I do realise that this is a rather convoluted way of thinking about decision-making and, apparently, nature also thought so. That's why, I believe, denial of the existence of free will seems counterintuitive - because in some weird evolutionary process, humans have been ingrained with the belief in their free will - which certainly makes things easier, but also leads to all sorts of paradoxes, like the ones Mr. Long presents. Of course, this is but a conjecture of mine, but it certainly seems more plausible to me than assuming that human beings are somehow 'special' compared to the rest of surrounding reality, which certainly seems causal.

In the same way, the paradox with the two boxes that Mr. Long presents at the beginning of his lecture can be easily resolved when we drop the implicit assumption of free will. Now, again, Mr. Long assumes that the person making the choice (let's call him 'the decider') can indeed make both choices. But if determinism is true, then, though it may sound counterintuitive and weird, the person's choice is determined by what is in the boxes. Or, more accurately, the situation in a point in time where the infallible predictor predicts the future can lead to only two possible outcomes: one where the decider chooses the opaque box and it contains a million dollars and one in which the decider chooses both boxes and gets only a thousand. One can theoretically make the claim that one 'should' or 'shouldn't' pick one box or the other but the problem is that whether the decider chooses to follow either advice is already determined.
One beef that I have with the example above is the notion of the 'infallible predictor'. I think that it could be proven that even in a perfectrly deterministic framework such a concept is meaningless, but suffice to say, I don't feel up to the task right now and it has little bearing on the example itself.

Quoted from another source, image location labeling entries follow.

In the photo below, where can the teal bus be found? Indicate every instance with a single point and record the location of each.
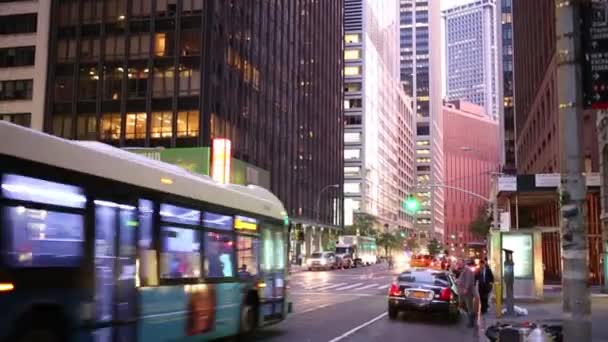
(99, 244)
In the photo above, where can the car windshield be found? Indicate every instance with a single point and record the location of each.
(433, 278)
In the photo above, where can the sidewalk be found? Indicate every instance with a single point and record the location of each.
(550, 309)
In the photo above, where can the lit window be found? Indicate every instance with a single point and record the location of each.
(352, 38)
(352, 71)
(351, 137)
(352, 54)
(161, 125)
(187, 124)
(110, 126)
(136, 126)
(352, 154)
(352, 188)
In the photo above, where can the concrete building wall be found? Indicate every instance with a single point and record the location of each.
(471, 153)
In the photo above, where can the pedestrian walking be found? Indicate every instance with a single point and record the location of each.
(466, 291)
(484, 284)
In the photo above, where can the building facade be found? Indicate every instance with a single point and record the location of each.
(537, 143)
(471, 154)
(506, 79)
(264, 74)
(378, 119)
(472, 54)
(24, 30)
(420, 56)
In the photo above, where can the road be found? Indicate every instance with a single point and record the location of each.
(350, 306)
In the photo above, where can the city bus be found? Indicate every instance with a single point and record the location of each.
(99, 244)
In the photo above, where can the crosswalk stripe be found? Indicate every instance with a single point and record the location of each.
(367, 286)
(329, 287)
(347, 287)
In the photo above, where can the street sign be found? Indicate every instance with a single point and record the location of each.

The second example is a bit more straightforward. I've no qualms with Mr. Long's treatment of it, up to the point, of course, when he adresses determinism once again. This time the reason he presents for determinism's falsehood is that the desire to act is an element of action itself and need not predate it. I fail to understand how Mr. Long came to the conclusion that desire or preference does not predate action, as to me it seems blatantly false. If desire and action occur at the same time then the action one takes is completely baseless and completely random.

Now Mr. Long takes up quantum physics next and here I have to admit I have no way answering to this objection to determinism. Suffice to say that it still doesn't convince me as even though there might be some kind of indeterministic element in reality, it doesn't seem to have much of an effect on it - still, virtually all human experiences are perfectly causal. Secondly, this kind of randomness does not prove free will in any way, as free will is applied, by definition, to certain objects that are knwon/assumed to have will. I'm not aware, however, of human brains being built of some kind of quantum particles to a far greater extent than anything else in the world. If we should adopt free will on this basis, we would have to assume that every conceivable object has free will, which would make any coherent perception of the world nigh impossible.

Maybe my musings don't do much as far as formal philosophy goes but it's just a thought.